The matrix we just created indicates which samples should be used to calculate the intercept (all samples) and then the effect of 10 min aeration (the t10 samples). With these objects we can now perform our differential expression analysis.
wulffenShort <- estimateDisp(wulffenShort, design)
fit <- glmFit(wulffenShort, design)
lrt <- glmLRT(fit)
topTags(lrt)
Coefficient: t10
genes logFC logCPM LR PValue FDR
1464 mqo 5.983158 8.274567 501.8363 3.788200e-111 1.636124e-107
411 cyoA 7.245625 9.872659 457.2736 1.884543e-101 4.069670e-98
2240 sodA 7.363860 9.419456 444.0240 1.441070e-98 2.074661e-95
1735 phoH 5.249415 6.500320 409.3635 5.042966e-91 5.445142e-88
413 cyoC 6.132766 8.098590 401.6896 2.361164e-89 2.039573e-86
415 cyoE 5.368196 8.313842 400.1644 5.071640e-89 3.650736e-86
1867 puuD 4.451530 6.908350 383.1221 2.601531e-85 1.605145e-82
674 fhuF 6.378675 7.996506 374.5202 1.940986e-83 1.047890e-80
1186 iscR 4.453203 9.513508 369.7437 2.128146e-82 1.021274e-79
227 betT 4.818173 8.357982 361.3547 1.427579e-80 6.165712e-78
What did we just do? The estimateDisp function is needed to estimate variance components robustly, glmFit fits the model we are after that essentially has one overall mean of expression and another mean for the t10 samples. glmLRT performes a log-likelihood ratio test against the null-hypothesis that t10 has the same average as all the samples together. Then with topTags we extract a table with the 10 most differentially expressed genes.
Write the expression estimates to a file
It is often useful to export the data for use in other programs and sharing with colleagues. Use the
write.tablefunction to export a comma separated file with the output oftopTagsfor all genes.
Extra challenge: identifier mappings
Use the
mergefunction and the mapping to bnumbers indata/ecoli.csvto also add a column with bnumbers as identifiers
Over-representation analysis of biological processes
We want to examine if the top differentially expressed genes have any particular biological processes in common. We will do this using the function goana from the limma package. The input to goana must be Entrez identifiers so we first need to map our gene symbols to Entrez. Bioconductor conveniently provides this mapping so all we need to do is to load the right annotation package and map our identifiers. We also define an object universe which holds all the genes which were present in our dataset, and which could be mapped to Entrez identifiers - that is simply all our mapped genes except the missing values (na = not available).
library(org.EcK12.eg.db)
symbol2entrez <- mapIds(org.EcK12.eg.db, rownames(lrt), "ENTREZID", keytype="SYMBOL")
'select()' returned 1:many mapping between keys and columns
universe <- na.omit(symbol2entrez)
Then, we get a list of differentially expresssed genes, which we define as having a false discovery rate below 0.05.
fdr <- p.adjust(lrt$table[,"PValue"], "fdr")
allSymbols <- rownames(lrt$table)
deSymbols <- allSymbols[fdr < 0.05 & !is.na(symbol2entrez)]
deEntrez <- symbol2entrez[deSymbols]
We perform the GO over-representation analyis using goana.
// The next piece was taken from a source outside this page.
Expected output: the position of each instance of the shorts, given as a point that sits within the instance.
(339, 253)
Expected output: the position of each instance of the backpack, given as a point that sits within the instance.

We define the species to enable goana figure out the mapping between Entrez identifiers go GO terms.
goTable <- goana(deEntrez, universe=universe, species="EcK12")
head(goTable[order(goTable$P.DE),])
Term Ont N DE
GO:0006091 generation of precursor metabolites and energy BP 196 140
GO:0015980 energy derivation by oxidation of organic compounds BP 185 133
GO:0045333 cellular respiration BP 168 121
GO:0055114 oxidation-reduction process BP 213 140
GO:0009061 anaerobic respiration BP 140 100
GO:0009060 aerobic respiration BP 65 55
P.DE
GO:0006091 2.367795e-45
GO:0015980 1.912235e-43
GO:0045333 2.009595e-39
GO:0055114 1.290043e-38
GO:0009061 8.139077e-32
GO:0009060 6.101281e-24
Key Points
Use vignettes to get introduced to a new package.
Gene expression analysis edgeR can be quite straight-forward.